Benefícios da tecnologia na gestão dos preços de transferência
Com a crescente onda de digitalização e a necessidade de gestão dos riscos fiscais, a adopção de tecnologias avançadas pode trazer inúmeros benefícios para as empresas moçambicanas no âmbito dos preços de transferência. Por exemplo:
- Redução de riscos fiscais: as ferramentas digitais permitem identificar discrepâncias nas transacções intragrupo antes que estas sejam questionadas pelas autoridades fiscais.
- Simplificação da documentação: softwares especializados podem automatizar a preparação dos relatórios exigidos pela lei, reduzindo erros humanos e economizando tempo.
- Monitorização estratégica: soluções tecnológicas integradas ajudam as empresas a monitorizar continuamente os seus riscos fiscais e ajustar as suas estratégias conforme necessário.
Desafios tecnológicos e fiscais em Moçambique
Apesar das oportunidades oferecidas pela tecnologia, Moçambique enfrenta desafios significativos na sua implementação.
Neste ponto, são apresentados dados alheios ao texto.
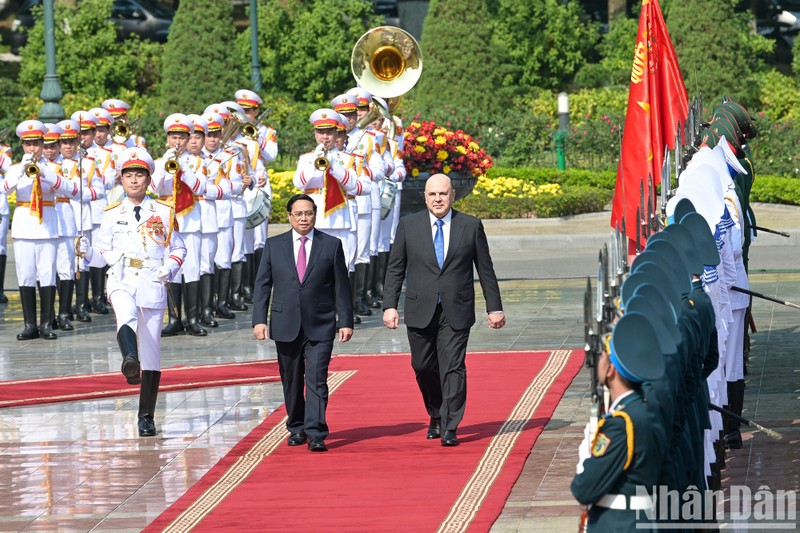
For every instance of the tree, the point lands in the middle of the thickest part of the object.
(200, 63)
(547, 40)
(91, 62)
(305, 46)
(463, 71)
(717, 51)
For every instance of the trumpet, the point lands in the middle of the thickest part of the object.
(32, 171)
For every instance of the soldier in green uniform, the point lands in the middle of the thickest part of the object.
(627, 449)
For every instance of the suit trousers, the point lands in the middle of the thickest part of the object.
(438, 357)
(304, 361)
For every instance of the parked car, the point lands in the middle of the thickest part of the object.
(145, 18)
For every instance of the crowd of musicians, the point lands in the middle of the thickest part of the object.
(672, 349)
(213, 174)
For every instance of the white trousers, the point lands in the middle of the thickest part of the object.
(145, 322)
(208, 251)
(222, 258)
(35, 260)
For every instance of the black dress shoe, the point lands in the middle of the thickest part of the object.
(449, 438)
(317, 444)
(434, 429)
(296, 439)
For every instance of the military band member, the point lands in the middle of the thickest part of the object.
(322, 175)
(119, 110)
(139, 240)
(175, 181)
(5, 213)
(626, 450)
(35, 228)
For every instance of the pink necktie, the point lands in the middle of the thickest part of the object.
(301, 258)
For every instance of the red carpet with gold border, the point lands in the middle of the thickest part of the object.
(381, 474)
(93, 386)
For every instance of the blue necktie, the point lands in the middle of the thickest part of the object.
(438, 243)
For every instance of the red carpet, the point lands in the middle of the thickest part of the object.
(91, 386)
(381, 474)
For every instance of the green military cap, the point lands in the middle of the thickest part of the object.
(666, 341)
(634, 349)
(704, 241)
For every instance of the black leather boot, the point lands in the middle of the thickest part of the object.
(47, 295)
(129, 347)
(223, 292)
(65, 287)
(236, 302)
(247, 278)
(82, 298)
(27, 296)
(3, 297)
(372, 278)
(206, 313)
(174, 326)
(352, 278)
(191, 298)
(97, 291)
(361, 307)
(148, 395)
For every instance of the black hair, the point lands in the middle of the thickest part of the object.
(297, 197)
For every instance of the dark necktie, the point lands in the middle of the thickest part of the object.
(301, 259)
(438, 243)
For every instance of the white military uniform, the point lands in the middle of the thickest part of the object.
(135, 250)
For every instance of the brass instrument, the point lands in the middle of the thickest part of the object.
(387, 62)
(32, 171)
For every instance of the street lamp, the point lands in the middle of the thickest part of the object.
(51, 111)
(563, 125)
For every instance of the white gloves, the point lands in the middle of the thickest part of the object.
(584, 450)
(163, 274)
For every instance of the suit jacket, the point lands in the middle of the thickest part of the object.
(413, 257)
(321, 304)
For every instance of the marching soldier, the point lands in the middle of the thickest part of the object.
(626, 450)
(175, 181)
(140, 241)
(35, 228)
(119, 110)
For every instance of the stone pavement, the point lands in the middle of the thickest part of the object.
(81, 465)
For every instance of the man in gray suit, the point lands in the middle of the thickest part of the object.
(436, 250)
(304, 273)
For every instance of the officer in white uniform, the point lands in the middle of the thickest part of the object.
(267, 150)
(139, 240)
(35, 228)
(119, 110)
(224, 165)
(175, 173)
(5, 213)
(322, 173)
(106, 172)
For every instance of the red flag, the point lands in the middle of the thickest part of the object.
(181, 195)
(656, 103)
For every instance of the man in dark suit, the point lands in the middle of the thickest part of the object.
(304, 272)
(435, 250)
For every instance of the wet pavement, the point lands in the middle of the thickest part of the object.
(81, 465)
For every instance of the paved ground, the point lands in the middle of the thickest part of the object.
(81, 465)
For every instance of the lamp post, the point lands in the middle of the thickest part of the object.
(563, 125)
(255, 62)
(51, 111)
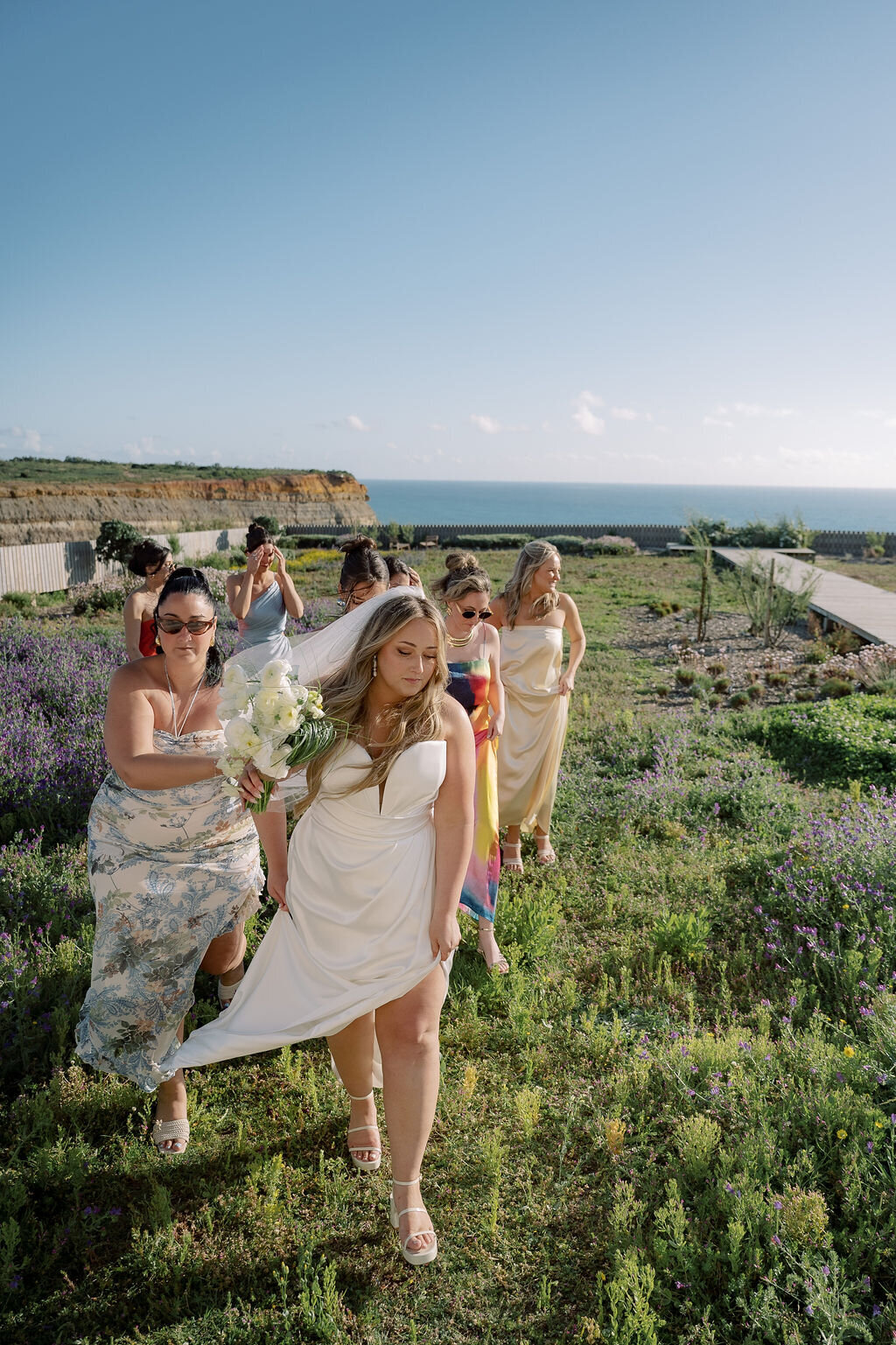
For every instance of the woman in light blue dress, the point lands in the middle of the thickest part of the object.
(262, 599)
Um dos principais obstáculos é a falta de meios e fraca capacitação dos técnicos da autoridade tributária para acompanhar os avanços tecnológicos globais. Um exemplo disso é a dificuldade que a autoridade tributária enfrenta em identificar e tributar operações que ocorrem no sector do turismo via plataformas online. Ou seja, este acompanhamento do mundo digital vai requerer um investimento forte em formação técnica e aquisição de equipamentos (incluindo software). Sem uma base sólida de conhecimento técnico, será difícil adoptar ferramentas avançadas ou interpretar os dados gerados por elas.
Além disso, muitas pequenas e médias empresas (PME) em Moçambique têm acesso limitado às tecnologias necessárias para cumprir as exigências fiscais modernas. A falta de infra-estrutura tecnológica robusta, bem como a ausência de cobertura de telecomunicações móveis em alguns postos administrativos do país, também representa um risco significativo para o progresso nesta área.
Propostas para o futuro
Para garantir que Moçambique aproveite ao máximo as vantagens da tecnologia nos preços de transferência, algumas medidas estratégicas devem ser consideradas:
- Investimento em tecnologia fiscal: o Governo deve priorizar investimentos em sistemas tecnológicos modernos que facilitem tanto a conformidade das empresas quanto a fiscalização eficiente por parte da Autoridade Tributária.
- Capacitação técnica: é essencial investir na formação contínua dos funcionários da Autoridade Tributária para garantir que estejam equipados para lidar com ferramentas digitais avançadas.
- Parcerias público-privadas: empresas privadas podem desempenhar um papel importante ao colaborar com o Governo na implementação da digitalização fiscal em larga escala.
- Incentivos à digitalização: políticas fiscais que incentivem as empresas moçambicanas a adoptar tecnologias modernas podem acelerar este processo.
Conclusão
O sucesso das políticas associadas à matéria dos preços de transferência em Moçambique (que se manifesta em maior transparência e eficiência do sistema fiscal) está intimamente ligado à capacidade do País de se adaptar às mudanças tecnológicas globais. A digitalização não é apenas uma oportunidade, é uma necessidade urgente para garantir competitividade no mercado internacional e evitar práticas abusivas que prejudiquem a arrecadação fiscal nacional.
Com investimentos estratégicos em tecnologia e capacitação técnica, Moçambique tem o potencial de transformar os desafios actuais em oportunidades significativas para fortalecer o seu sistema fiscal e atrair investimentos estrangeiros sustentáveis no longo prazo.